However, when it comes to taking in new knowledge, continued pretraining (sometimes also referred to continually pretraining) is the way to go.
In this section, I want to briefly summarize the refreshingly straightforward Simple and Scalable Strategies to Continually Pre-train Large Language Models (March 2024) paper by Ibrahim and colleagues.
3.1 Simple techniques work
This 24-page Continually Pre-train Large Language Models paper reports a large number of experiments and comes with countless figures, which is very thorough for today's standards.
What were the main tips for applying continued pretraining successfully?
1. Simple re-warming and re-decaying the learning rate.
2. Adding a small portion (e.g., 5%) of the original pretraining data to the new dataset to prevent catastrophic forgetting. Note that smaller fractions like 0.5% and 1% were also effective.

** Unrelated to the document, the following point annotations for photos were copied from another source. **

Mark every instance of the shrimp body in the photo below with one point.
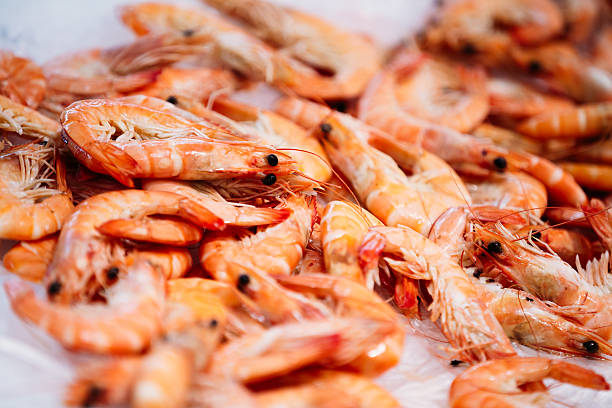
(497, 382)
(21, 80)
(126, 324)
(83, 255)
(155, 144)
(33, 198)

To be a bit more concrete regarding point 1, re-warming and re-decaying, this means we employ the exact same learning rate schedule that was used during the initial pretraining stage of an LLM as shown in the figure below.
As far as I know, the re-warming and re-decaying, as well as adding original pretraining data to the new data, is more or less common knowledge. However, I really appreciate that the researchers took the time to formally test this method in this very detailed 24-page report.
If you are interested in additional details, I discussed this paper more thoroughly in my previous Tips for LLM Pretraining and Evaluating Reward Models article.
3.2 Will these simple techniques continue to work?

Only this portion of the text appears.